A few years back, I agreed to volunteer at a few charity clinics in the rural place I moved to for my retirement. I knew that was going to be very different from my practice, so I started "catching up" on psychopharmacology. I tried a few textbooks, but they weren’t satisfying, so I started reading the journal articles themselves and was frankly appalled. That’s actually an understatement. Something was terribly wrong. There were tricks of presentation I’d rarely seen, misused statistics, absent essential data, conclusions unsupported by even the data that showed. The major journals had articles that would have only appeared in the "throw-away" literature that haunts doctor’s mailboxes in the past. Dr. Nemeroff’s exposure plus corrupted literature equalled juices flowing in my case. The hallowed literature of my youth had been invaded. That’s how I got here, and that’s why I stayed and will likely stay. The medical psychiatric literature has been perverted from being a place to communicate the leading edge of science to something used for other things – dangerous things – like selling drugs.

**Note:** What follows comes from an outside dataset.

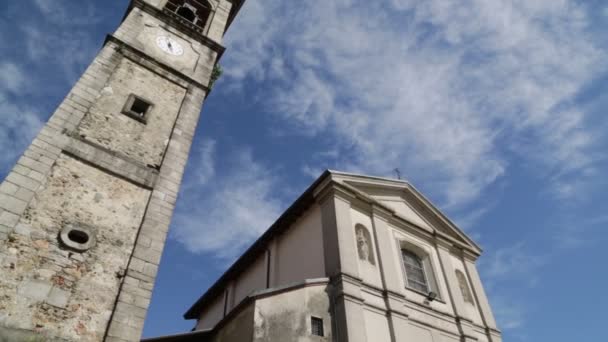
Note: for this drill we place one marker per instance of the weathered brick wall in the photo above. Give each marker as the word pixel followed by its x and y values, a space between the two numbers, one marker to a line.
pixel 93 168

And I think that’s why I can’t get my mind to leave these articles of Dr. Gibbons and Mann. It’s not just that I doubt the conclusions of these articles [which I do], it’s that I think they’re in the literature for the wrong reasons. I have no clue why Dr. Gibbons has been so determined to attack the "black box" warning on antidepressants. That’s not my business. But it is all of our business that he’s done it in a major journal with an irresponsible media roll-out. And it’s also our business to question the way he’s presented his science – deliberately deceptive. So the very thing that drew me to blogging on these topics is happening right here in front of our eyes, and I feel like it’s important to linger here until we can see it more clearly…
  1.  
    March 10, 2012 | 4:06 PM
     

    Why would a person worry that there would be an “epidemic” of suicides from what that person considers to be an endogenous flaw in the brain? If the rate of suicide had ever dropped precipitously following the introduction of an antidepressant that might be evidence of its efficacy; but one little uptick could be explained by the Werther Effect or chance.

  2.  
    Bernard Carroll
    March 10, 2012 | 5:50 PM
     

    My index of suspicion for a neurotic agenda at work here keeps growing. I ask myself whether those most vocal against the black box warning are trying to ward off anxiety by overcompensating in the direction of being ‘good’ doctors. Being good here means offering a safety net (medication) to everybody assumed to be at risk of suicide. This overvalued idea can result in cognitive biases like those on display here, whereby risks are dismissed or rationalized and data are selectively chosen in service of the neurotic agenda. Sometimes such anxiety arises early in professional training when a suicide does occur on one’s clinical service. The reactions of trainees can include embarrassment, shame, self-doubt, and unless these incidents are worked through professionally they can have lasting neurotic effects. As a former director of residency training, you would know about that, Mickey.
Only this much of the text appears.